Similarly, Anderson et al. (2002) found that methylphenidate decreased steady-state blood flow to the cerebellar vermis of objectively hyperactive boys with ADHD and had the opposite effect on boys with ADHD who were not objectively hyperactive. Objective measures of activity and attention were quantified in children with ADHD on different doses of methylphenidate and placebo (Teicher et al., 2003). Data showed that higher doses altered activity and attentiveness in a rate-dependent manner. These findings illustrate an inverse association between symptom severity and degree of therapeutic response.

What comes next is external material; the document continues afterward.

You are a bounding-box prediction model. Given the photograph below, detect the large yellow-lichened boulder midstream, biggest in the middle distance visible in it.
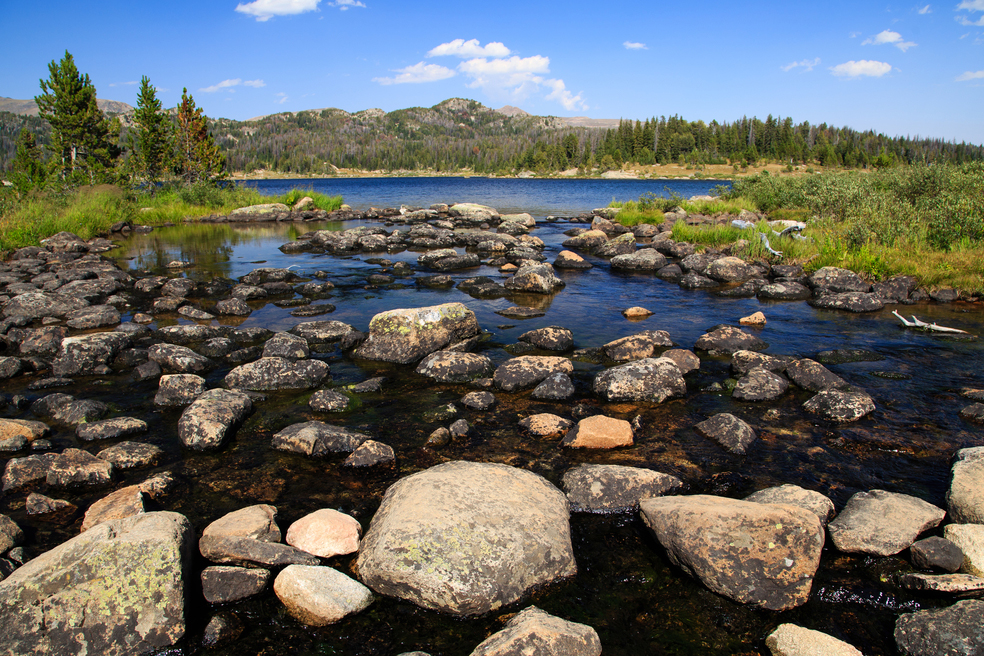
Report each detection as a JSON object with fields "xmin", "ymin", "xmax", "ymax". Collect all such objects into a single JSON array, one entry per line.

Genetic assays of executive attention (e.g., examining the gene that codes for catechol-O-methyltransferase [COMT]) have been few but with intriguing results (Fan et al., 2003, 2001; Fossella et al., 2003, 2002a, 2002b). For example, control participants with the valine/valine genotype showed somewhat more efficient conflict resolution (i.e., lower Stroop conflict) than participants with the valine/methionine genotype (Sommer et al., 2004). The valine allele of COMT, which confers relatively higher levels of enzyme activity and thus lower relative amounts of extrasynaptic dopamine, has been examined in the context of neuroimaging studies in which it was correlated with lower activity of the dorsolateral prefrontal cortex (Egan et al., 2001). Frontal attentional networks may provide insights into pathologies of higher cognition, but there is already compelling evidence relating these networks to ADHD (Berger and Posner, 2000).